In children/adolescents, pairwise meta-analyses were conducted due to incoherence (75% of the closed loops were incoherent; p-design-by-treatment = 0.051). More participants had sedation with guanfacine (n = 1, k = 30; OR = 62.83 [12.84, 307.45]), haloperidol (n = 1, k = 20; OR = 44.33 [4.78, 410.96]), risperidone (n = 4; k = 142, OR = 11.95 [5.86, 24.36], τ2 = 0), aripiprazole (n = 5, k = 317; OR = 3.56 [1.62, 7.86]; τ2 = 0) and melatonin (n = 1, k = 60; OR = 3.28 [1.25, 8.59]).

In adults, there were no clear differences, and heterogeneity was low (τ2 = 0).

Weight gain

In children/adolescents, there was evidence of incoherence (50% of the closed loops were incoherent; p-design-by-treatment = 0.032) and pairwise meta-analyses were conducted. More participants had weight gain with aripiprazole (n = 5, k = 317; OR = 3.78 [2.09, 6.84], τ2 = 0) and risperidone (n = 5, k = 161; OR = 3.39 [1.80, 6.38], τ2 = 0) in comparison with placebo, while aripiprazole caused less weight gain in comparison with risperidone (n = 2, k = 104; OR = 0.22 [0.09, 0.55], τ2 = 0.045). There were no clear differences between other medications.

In adults, none of the investigated medications (sulforaphane, oxytocin and balovaptan) was associated with weight gain, and heterogeneity was low (τ2 = 0).

Extrapyramidal symptoms

The network of children/adolescents was disconnected; therefore, pairwise meta-analyses were conducted.
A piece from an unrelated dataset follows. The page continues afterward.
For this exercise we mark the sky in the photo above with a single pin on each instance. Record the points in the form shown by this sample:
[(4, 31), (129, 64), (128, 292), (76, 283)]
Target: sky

In comparison with placebo, more participants had extrapyramidal symptoms with risperidone (n = 4, k = 142; OR = 3.02 [1.22, 7.48]; τ2 = 0) and aripiprazole (n = 4, k = 300; OR = 2.38 [1.18, 4.77]; τ2 = 0).

There were no data available for adults.

Discussion

This is the first comprehensive network meta-analysis on pharmacological and dietary-supplement interventions for ASD. Pediatric and adult populations were analyzed separately, in order to avoid misleading extrapolations [52]. Core symptom domains (SCD and RB) were also examined separately as co-primary outcomes, since differential treatment responses can be expected [52]. In addition, scales that measure overall core symptoms (OCS) in single scores were considered as a distinct outcome. Associated symptoms and side-effects were also investigated as secondary outcomes. Therefore, our analysis provides a more comprehensive synthesis of evidence in comparison with previous reviews that were mainly focused on pediatric populations, certain symptoms or specific medications, or did not utilize a network meta-analysis [9,10,11,12,13,14,15,16,17, 19, 21, 23, 24].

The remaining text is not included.